Where a claim for native title has been received, the Judge may determine—

right at the outset—

that it not be registered if:

  (a)the claim is not made in the prescribed form;

  . . .

  (c)the claim fails to disclose sufficient information as to the ongoing traditional connection with the land by the claimants;

  (d)that the claim fails to disclose evidence of the representative capacity of the claimant or claimants;

  (e)the claim is in relation to land already the subject of a determination;

  (f)the geographical boundaries of the claim have not been specified with sufficient precision; or

  (g)the claim is vexatious.

There is a further provision that enables things to be ruled out if native title has been extinguished over the land or any part thereof. There is a further note in paragraph 96 which addresses the question of the means by which that particular issue might be resolved, because that obviously raises slightly more complex questions than the others.

  We are, of course, conscious of the possibility of frivolous and vexatious claims, and that is one of the reasons that these provisions are very much part of the outline as it has been anticipated. In the Bowen Basin we have a further issue, which has some people excited, about the fact that there is some overlapping of the claims that have been foreshadowed or made at the moment. Obviously, we have not yet got in place this system of registration, but it will need to be addressed in this way. But the overlapping of two claims is really no different from the sorts of disputes about the exact position of boundaries that occur between land-holders or claimants in other litigation context all along.

  To attempt to deny potential native titleholders the right to be involved in decisions about proposed uses of the land, to attempt to deny them, moreover, the right at the threshold, even to pursue claims in situations where it might well be thought that the case was unsustainable and the result likely to be negative, is, of course, to get us right back to where we were debating this a couple of days ago. What the opposition has made clear is that it wants different rules for white people in this country and for black people, and that simply is not a sustainable proposition.

Senator PARER —Mr President, I ask a supplementary question. I understand exactly what the minister is saying. But in a related comment today, Mr John White of the New South Wales Farmers' Association said:

The present public funding of Aboriginal land claimants, while defendants with limited resources remain unassisted, is grossly inequitable and will inevitably lead to an avalanche of claims funded by the public . . .

What does the government intend to do to deter the frivolous ambit claims? The minister's response dealt with what one does after one gets to court.

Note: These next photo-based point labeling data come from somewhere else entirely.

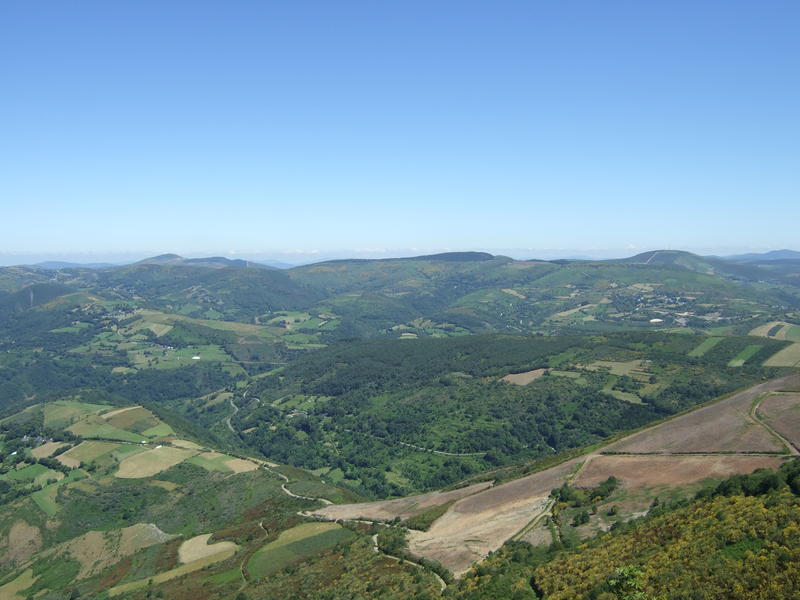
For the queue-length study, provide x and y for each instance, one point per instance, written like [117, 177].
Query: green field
[30, 472]
[746, 354]
[705, 346]
[104, 431]
[63, 412]
[296, 544]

If public funding is to be made for frivolous claims, will public funding also be provided for those people who are defending frivolous claims?

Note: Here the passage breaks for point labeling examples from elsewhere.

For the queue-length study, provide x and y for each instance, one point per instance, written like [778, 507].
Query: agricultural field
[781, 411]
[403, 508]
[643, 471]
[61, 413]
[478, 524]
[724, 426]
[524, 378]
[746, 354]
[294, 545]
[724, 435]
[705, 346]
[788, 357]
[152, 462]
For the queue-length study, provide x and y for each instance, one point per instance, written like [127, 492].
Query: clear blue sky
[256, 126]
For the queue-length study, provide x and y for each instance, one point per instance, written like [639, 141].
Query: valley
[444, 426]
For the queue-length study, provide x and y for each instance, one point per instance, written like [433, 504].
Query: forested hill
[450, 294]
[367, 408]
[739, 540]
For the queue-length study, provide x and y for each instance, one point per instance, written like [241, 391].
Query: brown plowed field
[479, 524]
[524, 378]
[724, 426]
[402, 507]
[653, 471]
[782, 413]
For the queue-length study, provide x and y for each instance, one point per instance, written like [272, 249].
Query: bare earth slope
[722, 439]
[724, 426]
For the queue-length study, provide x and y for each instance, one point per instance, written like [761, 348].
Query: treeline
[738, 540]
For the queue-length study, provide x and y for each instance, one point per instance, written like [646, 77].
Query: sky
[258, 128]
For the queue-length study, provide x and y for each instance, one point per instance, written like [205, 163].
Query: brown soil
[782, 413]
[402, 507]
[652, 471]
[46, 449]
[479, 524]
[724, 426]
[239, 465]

Senator GARETH EVANS —There is really no other interpretation that one can glean from that question other than that the opposition does want a completely separate system of law to apply for black Australians as compared with everybody else. Of course, everyone contemplating litigation of any kind is subject to rules about frivolous and vexatious claims in court procedures. To help the process of determining what is a frivolous, vexatious or manifestly unsustainable claim that will waste everybody's time, we have gone further in spelling out some of the criteria which should be taken into account in a registration process.

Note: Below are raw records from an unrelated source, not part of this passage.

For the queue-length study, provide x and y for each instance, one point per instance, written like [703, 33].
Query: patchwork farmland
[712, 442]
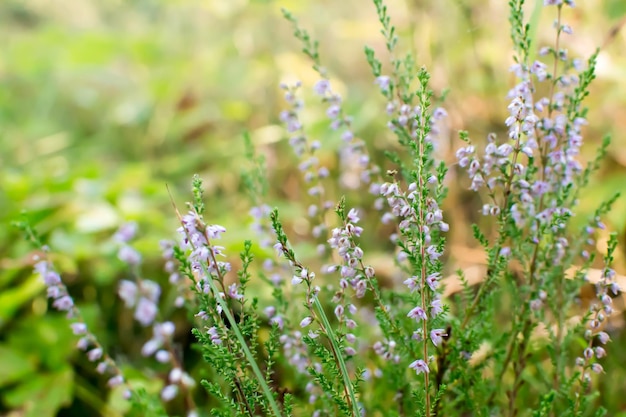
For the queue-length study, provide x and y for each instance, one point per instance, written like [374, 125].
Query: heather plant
[318, 334]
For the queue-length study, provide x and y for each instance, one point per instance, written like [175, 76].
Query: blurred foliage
[104, 102]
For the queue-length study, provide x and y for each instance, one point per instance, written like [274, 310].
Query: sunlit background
[104, 103]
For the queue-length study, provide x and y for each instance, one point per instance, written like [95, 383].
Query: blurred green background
[104, 102]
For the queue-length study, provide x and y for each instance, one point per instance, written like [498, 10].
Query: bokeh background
[104, 102]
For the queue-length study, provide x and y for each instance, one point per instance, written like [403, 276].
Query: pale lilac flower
[417, 313]
[146, 311]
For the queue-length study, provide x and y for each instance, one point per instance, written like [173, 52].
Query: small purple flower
[437, 335]
[64, 303]
[306, 321]
[420, 366]
[146, 311]
[417, 313]
[94, 354]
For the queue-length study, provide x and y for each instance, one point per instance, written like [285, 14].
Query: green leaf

  If one wants to go further, the kind of criteria I have just indicated will be taken into account. The only further direction that we could take is to rule out absolutely the possibility of Aboriginal litigants bringing claims at all. This government is not going to go down a path which says, `If you are white, you can litigate—if you think you have got a prima facie case, however quixotic that might be. But if you are black, you cannot'. We are not going to be a party to that kind of discrimination and we never will.